In late July, Netflix released its Q2 results to disappointed investors.

The main issue? U.S. subscriber growth is slowing.

Netflix subscription rates have been slowing, a trend that publishing companies have been dealing with for some time.
Netflix subscription rates have been slowing, a trend that publishing companies have been dealing with for some time.

Net new subscribers to the streaming services amounted to 160,000 in Q2. That’s compared to 900,000 during the same quarter last year.

Netflix announced that subscribers “are growing, but not as fast as we would like or have been.”

And even though the company posted an increase in earnings, its shares fell 15%.

It’s all about the audience.

What exactly is impacting subscribership at Netflix? What can the company learn from newspapers?

1. Pricing

Netflix has a very simple pricing model. It offers one rate for unlimited viewing. In the United States, this rate is US$9.99 per month. There are a few exceptions (for example, some subscribers have been grandfathered on a lower rate).

There have been modest price increases in the past (at one time, the standard offer was US$7.99 per month), and the company blames the news of these increases for its growing churn.

Compare Netflix pricing with a standard newspaper. How much is your newspaper subscription? Well, it depends.

Is it a digital-only subscription or home delivery? Is it seven-day or weekend-only? Is there a special introductory rate? A retention discount? A credit card payment discount? Newspapers have long managed price-sensitive consumers with a range of offers along a spectrum of price points.

2. Retention

News media companies have long invested in retention. Large daily newspapers often have their own inbound call centers that specialise solely in dealing with cancellation requests. These retention teams typically have various offers to entice subscribers to stick around.

In contrast, Netflix is very easy to cancel. Unlike cable television companies, Netflix does not require consumers sign a multi-year contract. And there are no retention offers. Expect Netflix to review these practices as the company combats churn.

3. Content

News media companies and video streaming services are all competing for consumers’ time and money. Both typically offer a mix of curated and custom content.

Netflix has some very compelling (and award-winning) custom content (Orange is the New Black, for example, is a Netflix Original). It also has a very large library of licensed content. Of course, content is everything to a media company, and good content drives subscriber growth.

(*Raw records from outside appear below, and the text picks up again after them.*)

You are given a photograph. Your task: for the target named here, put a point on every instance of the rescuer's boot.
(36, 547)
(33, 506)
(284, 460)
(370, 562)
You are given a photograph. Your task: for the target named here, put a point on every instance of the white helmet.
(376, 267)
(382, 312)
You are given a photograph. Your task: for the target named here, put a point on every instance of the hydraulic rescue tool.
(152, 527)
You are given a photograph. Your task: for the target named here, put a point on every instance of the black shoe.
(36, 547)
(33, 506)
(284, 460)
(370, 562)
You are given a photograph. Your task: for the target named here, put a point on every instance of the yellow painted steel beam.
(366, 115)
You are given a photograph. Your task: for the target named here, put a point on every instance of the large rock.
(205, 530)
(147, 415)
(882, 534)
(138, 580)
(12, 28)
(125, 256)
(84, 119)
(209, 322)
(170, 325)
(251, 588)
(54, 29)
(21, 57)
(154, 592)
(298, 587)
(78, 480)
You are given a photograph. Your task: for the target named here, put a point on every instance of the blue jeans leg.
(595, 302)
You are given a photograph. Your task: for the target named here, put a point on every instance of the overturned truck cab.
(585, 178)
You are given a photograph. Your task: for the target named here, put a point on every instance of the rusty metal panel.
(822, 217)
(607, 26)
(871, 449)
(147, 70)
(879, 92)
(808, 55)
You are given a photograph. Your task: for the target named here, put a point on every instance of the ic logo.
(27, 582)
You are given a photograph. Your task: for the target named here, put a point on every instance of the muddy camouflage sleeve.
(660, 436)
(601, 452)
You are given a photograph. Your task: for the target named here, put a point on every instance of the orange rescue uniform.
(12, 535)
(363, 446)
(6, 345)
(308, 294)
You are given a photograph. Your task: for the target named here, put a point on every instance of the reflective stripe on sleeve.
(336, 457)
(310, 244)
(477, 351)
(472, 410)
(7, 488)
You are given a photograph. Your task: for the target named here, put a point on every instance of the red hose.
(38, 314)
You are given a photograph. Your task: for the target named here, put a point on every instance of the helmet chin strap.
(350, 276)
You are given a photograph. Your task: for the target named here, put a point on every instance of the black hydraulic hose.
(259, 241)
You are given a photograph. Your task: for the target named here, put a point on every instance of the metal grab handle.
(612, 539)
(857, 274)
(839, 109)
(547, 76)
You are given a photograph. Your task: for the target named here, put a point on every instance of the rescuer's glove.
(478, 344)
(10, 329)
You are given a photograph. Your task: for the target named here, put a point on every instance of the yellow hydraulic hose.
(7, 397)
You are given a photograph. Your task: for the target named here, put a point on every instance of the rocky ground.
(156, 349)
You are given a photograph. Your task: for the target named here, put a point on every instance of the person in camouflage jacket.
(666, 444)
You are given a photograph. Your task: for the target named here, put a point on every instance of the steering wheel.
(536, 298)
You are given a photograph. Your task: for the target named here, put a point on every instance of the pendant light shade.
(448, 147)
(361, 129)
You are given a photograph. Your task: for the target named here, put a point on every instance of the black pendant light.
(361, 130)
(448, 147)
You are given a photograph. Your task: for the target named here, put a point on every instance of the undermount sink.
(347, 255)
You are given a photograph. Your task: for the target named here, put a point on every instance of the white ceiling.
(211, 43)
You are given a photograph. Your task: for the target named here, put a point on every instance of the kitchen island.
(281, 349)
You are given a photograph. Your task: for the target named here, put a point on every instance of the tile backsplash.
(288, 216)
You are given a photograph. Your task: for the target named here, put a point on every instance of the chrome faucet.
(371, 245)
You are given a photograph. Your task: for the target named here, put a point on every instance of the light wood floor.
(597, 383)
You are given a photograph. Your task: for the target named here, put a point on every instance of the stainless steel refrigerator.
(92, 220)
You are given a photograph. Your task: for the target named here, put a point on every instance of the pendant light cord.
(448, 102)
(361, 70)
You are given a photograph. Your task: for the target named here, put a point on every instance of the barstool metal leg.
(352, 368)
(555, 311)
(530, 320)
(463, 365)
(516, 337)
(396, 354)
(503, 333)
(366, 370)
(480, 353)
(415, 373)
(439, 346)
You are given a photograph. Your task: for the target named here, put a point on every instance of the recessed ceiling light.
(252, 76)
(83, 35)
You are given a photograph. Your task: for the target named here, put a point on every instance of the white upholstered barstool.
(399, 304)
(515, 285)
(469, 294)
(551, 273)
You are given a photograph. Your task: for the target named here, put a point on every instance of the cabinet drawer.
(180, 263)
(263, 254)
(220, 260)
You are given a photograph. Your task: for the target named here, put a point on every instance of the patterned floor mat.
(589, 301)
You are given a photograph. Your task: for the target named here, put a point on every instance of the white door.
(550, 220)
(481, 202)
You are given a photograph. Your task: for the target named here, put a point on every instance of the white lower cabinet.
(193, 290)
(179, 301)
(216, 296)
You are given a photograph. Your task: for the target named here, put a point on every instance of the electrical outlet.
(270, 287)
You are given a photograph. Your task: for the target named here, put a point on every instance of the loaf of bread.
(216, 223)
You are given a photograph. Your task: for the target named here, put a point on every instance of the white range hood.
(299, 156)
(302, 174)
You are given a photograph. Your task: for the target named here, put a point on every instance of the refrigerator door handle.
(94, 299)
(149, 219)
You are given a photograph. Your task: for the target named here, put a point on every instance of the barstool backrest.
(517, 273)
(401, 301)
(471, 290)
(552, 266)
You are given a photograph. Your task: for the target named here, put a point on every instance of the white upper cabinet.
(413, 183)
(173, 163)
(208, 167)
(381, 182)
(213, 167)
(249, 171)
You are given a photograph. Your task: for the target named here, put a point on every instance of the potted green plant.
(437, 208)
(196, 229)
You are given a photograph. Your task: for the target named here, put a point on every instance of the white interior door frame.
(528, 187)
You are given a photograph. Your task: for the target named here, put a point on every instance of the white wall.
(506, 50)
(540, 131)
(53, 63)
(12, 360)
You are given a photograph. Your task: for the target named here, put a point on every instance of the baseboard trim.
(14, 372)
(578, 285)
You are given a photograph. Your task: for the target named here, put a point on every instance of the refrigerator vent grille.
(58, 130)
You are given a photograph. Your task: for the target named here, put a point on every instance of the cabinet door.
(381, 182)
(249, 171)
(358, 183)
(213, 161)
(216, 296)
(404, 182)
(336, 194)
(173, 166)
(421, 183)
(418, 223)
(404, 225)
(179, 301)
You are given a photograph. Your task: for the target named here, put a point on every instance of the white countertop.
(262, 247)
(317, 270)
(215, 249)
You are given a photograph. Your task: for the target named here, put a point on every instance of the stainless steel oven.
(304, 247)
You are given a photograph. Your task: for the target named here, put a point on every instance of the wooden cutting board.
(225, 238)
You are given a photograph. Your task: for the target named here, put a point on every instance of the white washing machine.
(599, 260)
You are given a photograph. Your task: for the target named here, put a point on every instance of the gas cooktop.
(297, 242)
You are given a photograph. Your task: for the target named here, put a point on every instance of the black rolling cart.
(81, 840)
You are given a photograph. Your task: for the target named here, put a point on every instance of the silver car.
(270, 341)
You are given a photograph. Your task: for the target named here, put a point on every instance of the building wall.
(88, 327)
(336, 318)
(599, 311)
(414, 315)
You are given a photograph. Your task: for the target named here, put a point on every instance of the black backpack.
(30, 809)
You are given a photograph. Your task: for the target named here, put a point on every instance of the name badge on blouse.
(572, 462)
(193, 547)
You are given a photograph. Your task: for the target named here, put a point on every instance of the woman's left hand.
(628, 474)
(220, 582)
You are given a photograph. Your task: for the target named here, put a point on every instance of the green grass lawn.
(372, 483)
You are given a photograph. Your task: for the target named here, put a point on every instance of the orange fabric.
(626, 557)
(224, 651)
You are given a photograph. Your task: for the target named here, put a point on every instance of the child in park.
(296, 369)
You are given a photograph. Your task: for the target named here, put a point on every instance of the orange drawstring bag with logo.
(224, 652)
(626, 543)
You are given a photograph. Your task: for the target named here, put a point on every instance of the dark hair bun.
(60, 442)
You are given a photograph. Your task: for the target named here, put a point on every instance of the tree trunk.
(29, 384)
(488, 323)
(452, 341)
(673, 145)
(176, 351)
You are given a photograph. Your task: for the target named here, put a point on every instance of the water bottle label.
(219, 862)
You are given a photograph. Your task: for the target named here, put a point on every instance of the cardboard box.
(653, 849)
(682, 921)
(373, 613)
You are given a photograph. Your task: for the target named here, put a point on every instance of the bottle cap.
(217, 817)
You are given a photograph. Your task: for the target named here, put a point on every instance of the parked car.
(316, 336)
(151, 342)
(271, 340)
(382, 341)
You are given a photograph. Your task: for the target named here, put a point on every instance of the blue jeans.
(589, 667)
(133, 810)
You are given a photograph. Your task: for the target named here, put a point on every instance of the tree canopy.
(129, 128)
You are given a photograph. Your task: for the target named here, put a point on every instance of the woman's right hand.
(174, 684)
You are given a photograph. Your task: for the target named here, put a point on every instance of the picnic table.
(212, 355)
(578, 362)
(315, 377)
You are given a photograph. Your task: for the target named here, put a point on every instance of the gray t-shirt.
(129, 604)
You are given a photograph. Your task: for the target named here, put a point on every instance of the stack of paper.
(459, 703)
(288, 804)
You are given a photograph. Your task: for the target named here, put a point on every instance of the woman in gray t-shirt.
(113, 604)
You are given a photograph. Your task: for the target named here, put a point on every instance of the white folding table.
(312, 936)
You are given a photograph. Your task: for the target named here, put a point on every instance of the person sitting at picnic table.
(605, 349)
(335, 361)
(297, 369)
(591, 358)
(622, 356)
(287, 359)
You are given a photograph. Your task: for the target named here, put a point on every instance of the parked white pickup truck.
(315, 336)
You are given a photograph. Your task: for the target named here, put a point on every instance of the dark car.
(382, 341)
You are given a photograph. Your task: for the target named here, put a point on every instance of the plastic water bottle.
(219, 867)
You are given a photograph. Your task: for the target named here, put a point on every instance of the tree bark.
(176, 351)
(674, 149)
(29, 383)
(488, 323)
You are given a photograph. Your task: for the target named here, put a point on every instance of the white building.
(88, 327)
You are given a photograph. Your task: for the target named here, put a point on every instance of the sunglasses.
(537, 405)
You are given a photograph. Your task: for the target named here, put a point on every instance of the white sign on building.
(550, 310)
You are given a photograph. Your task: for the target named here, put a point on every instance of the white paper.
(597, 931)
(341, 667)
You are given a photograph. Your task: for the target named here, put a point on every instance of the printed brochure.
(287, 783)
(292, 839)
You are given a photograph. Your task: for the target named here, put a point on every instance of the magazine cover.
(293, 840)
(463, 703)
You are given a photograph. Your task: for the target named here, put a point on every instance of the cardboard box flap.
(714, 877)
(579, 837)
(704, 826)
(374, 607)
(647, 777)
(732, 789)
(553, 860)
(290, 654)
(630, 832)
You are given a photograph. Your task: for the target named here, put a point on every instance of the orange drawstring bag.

The Netflix model allows viewers to binge watch their favourite shows and then cancel the services.

Of course, news media consumers get new content every single day. You cannot binge read tomorrow’s news.

Netflix may reconsider how and when it releases content, and how exactly this impacts churn.

4. Competition

News media companies are accustomed to highly competitive markets. There are all sorts of alternatives for news consumers. And many alternatives are free.

Netflix has generally enjoyed a first-mover advantage in the video-streaming space. Now the market is maturing.

In its Q2 report, Netflix lists its competitors as CBS All Access, Seeso, Hulu, YouTube Red, and Amazon Prime Video. Amazon Prime is now the third-largest video-streaming service in the world, after Netflix and YouTube.

According to Parks Associates, “There were 101 subscription streaming video services available in the United States” earlier this year. 

That first-mover advantage is quickly disappearing.

Don’t be surprised if Netflix changes its marketing tactics to combat churn and placate investors. In doing so, the company will be taking a page from the news media marketing playbook.